Through the test, the different baking stages of the tobacco can be identified by the color characteristics, the main vein color characteristics, the tobacco texture characteristics and the area ratio characteristics of the tobacco. And because the duty ratio of each characteristic in each baking stage is different, the weight of each characteristic in different stages can be set to be different, so as to more accurately identify and distinguish each baking stage. Meanwhile, the judging thresholds of the stages are different, and the specific formula is as described above.

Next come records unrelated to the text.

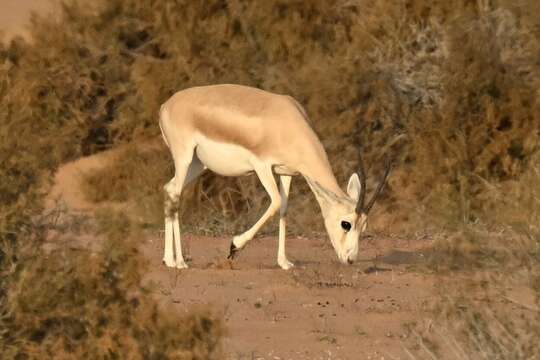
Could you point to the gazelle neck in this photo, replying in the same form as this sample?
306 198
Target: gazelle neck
324 186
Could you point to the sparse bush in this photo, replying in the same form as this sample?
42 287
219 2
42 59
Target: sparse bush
72 303
450 87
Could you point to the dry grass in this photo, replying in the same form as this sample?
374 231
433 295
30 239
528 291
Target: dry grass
449 87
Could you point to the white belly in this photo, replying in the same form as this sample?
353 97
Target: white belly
224 159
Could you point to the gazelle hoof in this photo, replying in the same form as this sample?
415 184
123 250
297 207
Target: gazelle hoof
232 251
169 262
285 264
181 265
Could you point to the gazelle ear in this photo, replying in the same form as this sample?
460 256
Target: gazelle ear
354 187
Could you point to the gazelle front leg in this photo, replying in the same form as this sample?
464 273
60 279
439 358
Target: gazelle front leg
285 185
264 172
173 189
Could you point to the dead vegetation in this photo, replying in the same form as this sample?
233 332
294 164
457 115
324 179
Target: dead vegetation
449 87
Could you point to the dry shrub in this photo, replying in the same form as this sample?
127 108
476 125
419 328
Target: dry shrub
71 303
450 87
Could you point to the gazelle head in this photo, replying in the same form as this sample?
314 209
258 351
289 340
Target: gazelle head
345 218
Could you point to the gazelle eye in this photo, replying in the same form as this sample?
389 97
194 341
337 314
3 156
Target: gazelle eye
346 225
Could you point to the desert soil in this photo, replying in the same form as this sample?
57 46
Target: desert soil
319 310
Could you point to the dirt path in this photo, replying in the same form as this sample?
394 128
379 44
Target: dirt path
319 310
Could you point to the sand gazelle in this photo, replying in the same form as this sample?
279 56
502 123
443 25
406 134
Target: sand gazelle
236 130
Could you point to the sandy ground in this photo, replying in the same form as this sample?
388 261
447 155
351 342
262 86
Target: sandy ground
15 15
319 310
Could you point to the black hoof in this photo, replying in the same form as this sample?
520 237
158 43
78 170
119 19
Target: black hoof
232 251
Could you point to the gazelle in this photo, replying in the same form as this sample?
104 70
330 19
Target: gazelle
235 130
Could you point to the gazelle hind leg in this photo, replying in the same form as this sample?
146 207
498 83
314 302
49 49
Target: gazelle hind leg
184 173
264 172
285 185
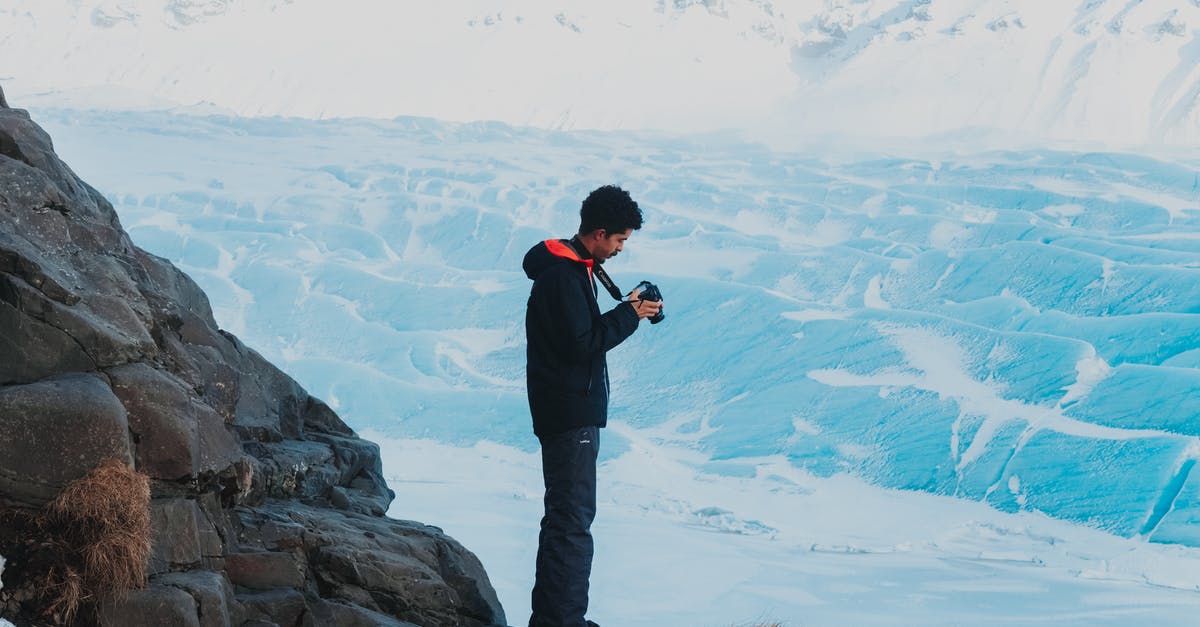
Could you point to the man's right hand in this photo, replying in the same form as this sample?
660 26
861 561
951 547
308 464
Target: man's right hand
645 309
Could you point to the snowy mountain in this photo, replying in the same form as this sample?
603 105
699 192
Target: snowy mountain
999 333
1080 70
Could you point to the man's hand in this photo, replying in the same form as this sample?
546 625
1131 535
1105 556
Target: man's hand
645 309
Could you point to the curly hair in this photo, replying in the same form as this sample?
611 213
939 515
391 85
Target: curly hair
611 209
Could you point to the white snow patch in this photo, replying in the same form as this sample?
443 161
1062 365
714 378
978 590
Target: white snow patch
1091 371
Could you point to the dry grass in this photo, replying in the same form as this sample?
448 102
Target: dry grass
107 515
93 541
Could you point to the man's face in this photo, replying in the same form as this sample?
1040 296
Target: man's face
609 245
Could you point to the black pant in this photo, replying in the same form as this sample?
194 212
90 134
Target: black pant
564 545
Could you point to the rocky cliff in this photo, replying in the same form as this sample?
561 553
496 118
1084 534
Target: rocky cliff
265 507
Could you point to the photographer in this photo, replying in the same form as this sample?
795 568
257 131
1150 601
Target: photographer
568 382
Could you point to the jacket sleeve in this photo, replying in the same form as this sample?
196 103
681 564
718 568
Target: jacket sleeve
579 336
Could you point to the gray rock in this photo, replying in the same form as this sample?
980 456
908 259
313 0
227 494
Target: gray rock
177 436
151 607
177 536
265 571
214 596
55 431
285 608
109 351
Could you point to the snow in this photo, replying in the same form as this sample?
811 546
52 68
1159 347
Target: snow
889 390
787 71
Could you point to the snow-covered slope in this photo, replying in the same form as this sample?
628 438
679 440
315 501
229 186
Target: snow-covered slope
1018 328
1092 70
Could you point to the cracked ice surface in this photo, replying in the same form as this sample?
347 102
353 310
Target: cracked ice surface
1014 328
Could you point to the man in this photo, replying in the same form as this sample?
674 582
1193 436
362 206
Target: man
568 380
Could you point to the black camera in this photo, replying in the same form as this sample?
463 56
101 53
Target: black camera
651 292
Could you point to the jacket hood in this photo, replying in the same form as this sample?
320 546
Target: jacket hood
550 252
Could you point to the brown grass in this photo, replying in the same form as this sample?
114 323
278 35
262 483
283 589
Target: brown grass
91 542
107 515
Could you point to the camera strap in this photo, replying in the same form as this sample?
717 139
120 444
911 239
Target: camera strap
603 276
597 269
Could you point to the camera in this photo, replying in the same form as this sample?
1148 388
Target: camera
651 292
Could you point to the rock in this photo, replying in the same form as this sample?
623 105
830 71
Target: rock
405 569
34 350
55 431
342 615
285 608
153 607
213 593
265 571
177 542
177 436
258 489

Optionally, according to the tobacco leaf baking process curve, the tobacco leaf baking stage is divided into a yellowing initial stage, a yellowing early stage, a yellowing middle stage, a yellowing later stage, a fixation earlier stage, a fixation middle stage, a fixation later stage, a reinforcement drying earlier stage, a reinforcement drying middle stage and a reinforcement drying later stage, and the characteristic weights in the tobacco leaf baking stage identification model in each period are different. In one example, applicants have counted the following based on sets of experiments and experience:
table 5 weight values and threshold values for each feature at each stage
Temperature (temperature) Tobacco color weight Main pulse color weight Texture weight Area weight Threshold value
Yellowing (33 degree) 0.5 0 0.25 0.25 0.6
Yellowing (38 degree) 0.5 0 0.25 0.25 0.67
Yellowing (40 degree) 0.5 0 0.25 0.25 0.76
Yellowing (42 degree) 0.5 0 0.25 0.25 0.79
Fixed color (45 degree) 0.5 0 0.25 0.25 0.85
Fixed color (48 degree) 0.4 0.1 0.4 0.1 0.85
Fixed color (51 degree) 0.4 0.1 0.4 0.1 0.86
Dry rib (54 degree) 0.4 0.1 0.4 0.1 0.87
Dry rib (60 degree) 0.4 0.1 0.4 0.1 0.91
Dry rib (68 degree) 0.4 0.1 0.4 0.1 0.92
Remarks: the threshold in the table is the set threshold in step S5.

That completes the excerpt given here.